A third mode is confabulation about tool behavior. The model might run a shell command that would work in a specific environment but fails silently in the current one, then interpret the empty output as success and proceed on a false assumption. Structured tool outputs with explicit success and error fields are more reliable than tools that return raw text the model has to interpret.
The Differentiation Problem
The core loop is standardized across the major coding agents. Claude Code, Cursor, GitHub Copilot Workspace, and Devin all run the same fundamental pattern. The differentiation is in context management, interrupt design, and tool richness.

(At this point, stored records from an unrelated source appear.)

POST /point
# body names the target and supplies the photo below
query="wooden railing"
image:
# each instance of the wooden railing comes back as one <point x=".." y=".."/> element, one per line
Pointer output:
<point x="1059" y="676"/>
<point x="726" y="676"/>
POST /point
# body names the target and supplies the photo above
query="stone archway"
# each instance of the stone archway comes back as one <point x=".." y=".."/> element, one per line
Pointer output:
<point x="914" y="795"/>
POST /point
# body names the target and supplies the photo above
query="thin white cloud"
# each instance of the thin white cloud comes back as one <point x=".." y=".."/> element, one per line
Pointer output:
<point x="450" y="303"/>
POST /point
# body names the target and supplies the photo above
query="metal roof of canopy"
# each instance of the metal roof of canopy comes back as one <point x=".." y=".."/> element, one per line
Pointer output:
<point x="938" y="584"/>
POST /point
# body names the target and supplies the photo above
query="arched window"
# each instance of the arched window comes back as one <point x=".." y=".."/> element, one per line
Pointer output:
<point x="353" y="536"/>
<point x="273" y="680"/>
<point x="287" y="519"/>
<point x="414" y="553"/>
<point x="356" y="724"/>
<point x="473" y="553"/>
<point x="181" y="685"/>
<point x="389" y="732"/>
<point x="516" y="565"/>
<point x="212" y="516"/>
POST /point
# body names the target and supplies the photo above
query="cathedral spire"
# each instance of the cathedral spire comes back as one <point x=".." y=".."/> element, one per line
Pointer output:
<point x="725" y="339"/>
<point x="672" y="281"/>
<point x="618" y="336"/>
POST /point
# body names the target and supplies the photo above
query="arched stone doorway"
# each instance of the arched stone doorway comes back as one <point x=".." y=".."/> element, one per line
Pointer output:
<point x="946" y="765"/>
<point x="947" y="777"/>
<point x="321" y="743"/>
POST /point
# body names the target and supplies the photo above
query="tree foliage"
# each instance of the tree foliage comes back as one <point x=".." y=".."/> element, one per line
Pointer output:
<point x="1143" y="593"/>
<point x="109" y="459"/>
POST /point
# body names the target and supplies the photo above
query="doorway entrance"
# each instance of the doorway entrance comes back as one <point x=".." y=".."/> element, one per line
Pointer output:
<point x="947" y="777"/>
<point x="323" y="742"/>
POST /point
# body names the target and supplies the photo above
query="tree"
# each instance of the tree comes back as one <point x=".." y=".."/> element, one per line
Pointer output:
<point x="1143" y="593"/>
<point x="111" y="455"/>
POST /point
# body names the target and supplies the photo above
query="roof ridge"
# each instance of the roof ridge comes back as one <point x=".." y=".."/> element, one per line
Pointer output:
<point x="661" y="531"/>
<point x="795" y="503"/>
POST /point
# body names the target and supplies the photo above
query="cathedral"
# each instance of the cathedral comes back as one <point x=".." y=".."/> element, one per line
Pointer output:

The trend is toward more specialized tools: AST-aware code search, integrated test runners with structured output, dependency management, and direct hooks into version control workflows. Each new tool extends what the loop can accomplish while adding more potential output to manage in context. The two pressures are in permanent tension.
Understanding the mechanics makes these tools easier to use well. When an agent drifts in the wrong direction, the cause is almost always in its context: something missing, something incorrect, or too much noise competing with the relevant signal. The fix is usually a restart with a cleaner, more constrained context rather than repeating the same instruction. The loop is a reliable foundation; what determines the quality of the output is the quality of the context going into it.